Amine Gemayel, ancien président du Liban
Al-Ahram fête 145 ans de militantisme au service de la cause arabe et des droits de l’homme. Il est né à une époque critique de l’histoire moderne de l’Egypte et de la région et a été témoin des plus beaux, mais aussi des plus amers moments de l’histoire moderne. Et donc, il était tout à fait normal qu’il soit influencé par les événements et qu’il les impacte en même temps.
Je n’écris pas pour rappeler, bien que j’en sois fier, que les fondateurs d’Al-Ahram, Bichara et Sélim Takla, étaient libanais, ou pour me remémorer l’époque de mon oncle, Antoine pacha Gemayel, qui a présidé la rédaction d’Al-Ahram. Mais pour donner du mérite à cette institution grandiose qui a jeté les bases d’un partenariat intellectuel et sociétal au service de l’homme libre, comme si les fondateurs avaient voulu faire d’Al-Ahram un incubateur de l’opinion libre, un parrain de la culture et de la paix et le modèle d’une pensée plurielle. Une panoplie d’intellectuels et d’écrivains engagés et libres se sont attelés à scruter le vécu du monde arabe, de la région et du monde en l’analysant et en se projetant à l’avenir. Ainsi, Al-Ahram est devenu un miroir qui interagit avec l’événement dans une optique critique du vécu bouillonnant de l’époque que nous avons vécue et une source d’information et d’analyse de l’événement dans ses dimensions politique, culturelle et économique.

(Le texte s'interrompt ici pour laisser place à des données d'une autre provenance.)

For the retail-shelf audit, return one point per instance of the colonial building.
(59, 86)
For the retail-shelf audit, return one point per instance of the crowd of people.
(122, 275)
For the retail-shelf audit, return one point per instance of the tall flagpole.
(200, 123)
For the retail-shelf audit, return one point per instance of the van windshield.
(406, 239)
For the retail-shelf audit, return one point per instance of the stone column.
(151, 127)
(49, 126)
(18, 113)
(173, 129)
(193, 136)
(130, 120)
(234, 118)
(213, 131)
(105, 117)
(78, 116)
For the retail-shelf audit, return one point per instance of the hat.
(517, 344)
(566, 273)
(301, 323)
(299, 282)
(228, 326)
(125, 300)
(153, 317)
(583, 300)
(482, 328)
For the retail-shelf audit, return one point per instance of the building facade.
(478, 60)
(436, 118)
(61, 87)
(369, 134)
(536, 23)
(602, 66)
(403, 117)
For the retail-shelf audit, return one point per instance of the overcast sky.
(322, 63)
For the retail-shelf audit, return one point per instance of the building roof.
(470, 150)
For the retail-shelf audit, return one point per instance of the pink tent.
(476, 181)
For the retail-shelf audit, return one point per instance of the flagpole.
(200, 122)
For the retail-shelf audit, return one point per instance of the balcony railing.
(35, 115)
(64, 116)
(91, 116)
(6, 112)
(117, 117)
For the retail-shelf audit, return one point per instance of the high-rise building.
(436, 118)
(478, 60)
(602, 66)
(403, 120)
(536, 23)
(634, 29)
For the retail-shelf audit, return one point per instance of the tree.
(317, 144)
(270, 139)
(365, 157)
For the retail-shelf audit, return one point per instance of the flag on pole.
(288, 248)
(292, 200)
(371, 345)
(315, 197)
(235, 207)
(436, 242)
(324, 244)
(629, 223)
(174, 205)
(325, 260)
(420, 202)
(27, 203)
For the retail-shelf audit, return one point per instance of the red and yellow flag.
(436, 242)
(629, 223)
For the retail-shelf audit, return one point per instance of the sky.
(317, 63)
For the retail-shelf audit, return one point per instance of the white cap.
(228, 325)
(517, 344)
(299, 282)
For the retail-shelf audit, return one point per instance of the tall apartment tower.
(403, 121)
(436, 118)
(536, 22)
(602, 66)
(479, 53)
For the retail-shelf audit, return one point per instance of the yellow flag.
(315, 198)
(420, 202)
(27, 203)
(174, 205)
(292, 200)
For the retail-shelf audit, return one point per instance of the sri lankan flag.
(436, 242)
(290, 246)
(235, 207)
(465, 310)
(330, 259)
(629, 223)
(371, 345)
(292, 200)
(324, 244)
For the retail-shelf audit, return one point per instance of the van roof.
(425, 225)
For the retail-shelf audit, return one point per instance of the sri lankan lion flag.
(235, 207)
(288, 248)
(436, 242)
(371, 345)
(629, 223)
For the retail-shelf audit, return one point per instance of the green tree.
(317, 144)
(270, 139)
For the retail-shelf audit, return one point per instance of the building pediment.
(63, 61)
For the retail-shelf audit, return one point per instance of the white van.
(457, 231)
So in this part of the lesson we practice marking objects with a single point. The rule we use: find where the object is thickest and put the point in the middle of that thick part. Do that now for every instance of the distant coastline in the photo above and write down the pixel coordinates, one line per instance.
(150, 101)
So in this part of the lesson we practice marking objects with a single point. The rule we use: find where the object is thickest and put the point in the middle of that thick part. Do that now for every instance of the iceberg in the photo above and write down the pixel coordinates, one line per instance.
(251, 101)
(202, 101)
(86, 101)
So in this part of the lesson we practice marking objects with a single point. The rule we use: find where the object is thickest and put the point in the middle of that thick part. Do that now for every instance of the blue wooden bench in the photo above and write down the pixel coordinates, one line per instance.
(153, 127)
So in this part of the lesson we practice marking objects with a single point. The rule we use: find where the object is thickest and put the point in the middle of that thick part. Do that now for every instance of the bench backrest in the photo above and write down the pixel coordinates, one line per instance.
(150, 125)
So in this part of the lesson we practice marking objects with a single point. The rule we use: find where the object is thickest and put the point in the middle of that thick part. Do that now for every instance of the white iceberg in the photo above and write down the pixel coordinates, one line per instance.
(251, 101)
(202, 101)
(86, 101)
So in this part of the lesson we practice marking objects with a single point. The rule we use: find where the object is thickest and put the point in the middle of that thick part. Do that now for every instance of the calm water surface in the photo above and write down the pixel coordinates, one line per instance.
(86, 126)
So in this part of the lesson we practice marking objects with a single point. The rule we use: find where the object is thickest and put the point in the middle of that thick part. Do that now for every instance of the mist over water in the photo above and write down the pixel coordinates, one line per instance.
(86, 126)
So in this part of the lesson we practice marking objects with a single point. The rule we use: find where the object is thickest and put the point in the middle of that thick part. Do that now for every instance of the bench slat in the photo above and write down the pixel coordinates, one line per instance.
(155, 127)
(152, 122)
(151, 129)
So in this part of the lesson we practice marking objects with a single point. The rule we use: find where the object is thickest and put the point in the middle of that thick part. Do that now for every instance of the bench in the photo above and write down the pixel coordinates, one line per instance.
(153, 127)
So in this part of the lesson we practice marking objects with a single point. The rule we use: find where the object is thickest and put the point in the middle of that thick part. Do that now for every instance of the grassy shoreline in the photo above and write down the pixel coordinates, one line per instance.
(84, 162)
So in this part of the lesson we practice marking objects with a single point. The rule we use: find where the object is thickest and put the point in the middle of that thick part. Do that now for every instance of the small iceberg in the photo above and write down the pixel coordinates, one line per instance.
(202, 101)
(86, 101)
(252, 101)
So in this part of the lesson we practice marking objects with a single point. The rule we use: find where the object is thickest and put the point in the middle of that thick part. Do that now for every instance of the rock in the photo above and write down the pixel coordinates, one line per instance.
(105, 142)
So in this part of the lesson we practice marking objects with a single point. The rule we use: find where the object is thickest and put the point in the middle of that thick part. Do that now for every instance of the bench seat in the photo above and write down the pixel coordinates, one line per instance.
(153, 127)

Je voudrais rappeler ici le fait qu’Al-Ahram s’est toujours caractérisé par son style fluide et facilement accessible aux lecteurs. Avec Al-Ahram, le journalisme est devenu un outil de façonner l’opinion publique et pas seulement un moyen de véhiculer l’information. Il est à ce titre semblable aux grands journaux mondiaux, tels le Times, le Gardian, Le Monde, Le Figaro, le Washington Post et le New York Times. Il est le journal des Egyptiens et des Arabes et le journal international de toutes les époques. Le journal s’est érigé en s’opposant tant à l’intérieur qu’à l’extérieur aux politiques déformées et à l’idéologie et à la logique irraisonnées. Malgré sa proximité de l’Etat, Al-Ahram a souvent su prendre ses distances avec le régime, abordant avec le plus grand professionnalisme certaines questions au nom de la liberté d’expression. Les écrits d’Al-Ahram constituent une archive qui jalonne l’histoire moderne et une référence électronique sur la toile. Avec l’encre et Internet à la fois, Al-Ahram a été l’instigateur d’un essor culturel arabe se libérant de l’occupation intellectuelle et idéologique.
Je voudrais, à cette occasion du 145e anniversaire d’Al-Ahram, féliciter la Fondation Al-Ahram qui est le trait d’union entre le monde arabe et la scène internationale et qui a servi d’arène à tous les intellectuels libres. Il a immanquablement contribué à la prospérité intellectuelle de l’Egypte.
A l’heure des mutations troublantes que notre monde connaît aujourd’hui, nous avons grand besoin de l’expérience de la Fondation Al-Ahram et de son élite d’intellectuels et de créateurs. Cette prestigieuse institution a accompagné et a affronté des crises dangereuses, et elle a contribué au règlement de certaines d’entre elles. Par conséquent, elle est l’institution la mieux placée dans ces circonstances pour jouer un rôle pionnier dans le sauvetage de la nation avant qu’il ne soit trop tard.
Je saisis l’occasion du 145e anniversaire d’Al-Ahram pour féliciter cette fondation et tous les membres du 4e pouvoir égyptien. Je leur dis : préservez votre indépendance parce que si la presse est sujette au financement politique, elle faiblit et devient la mainmise d’un chef ou d’un leader.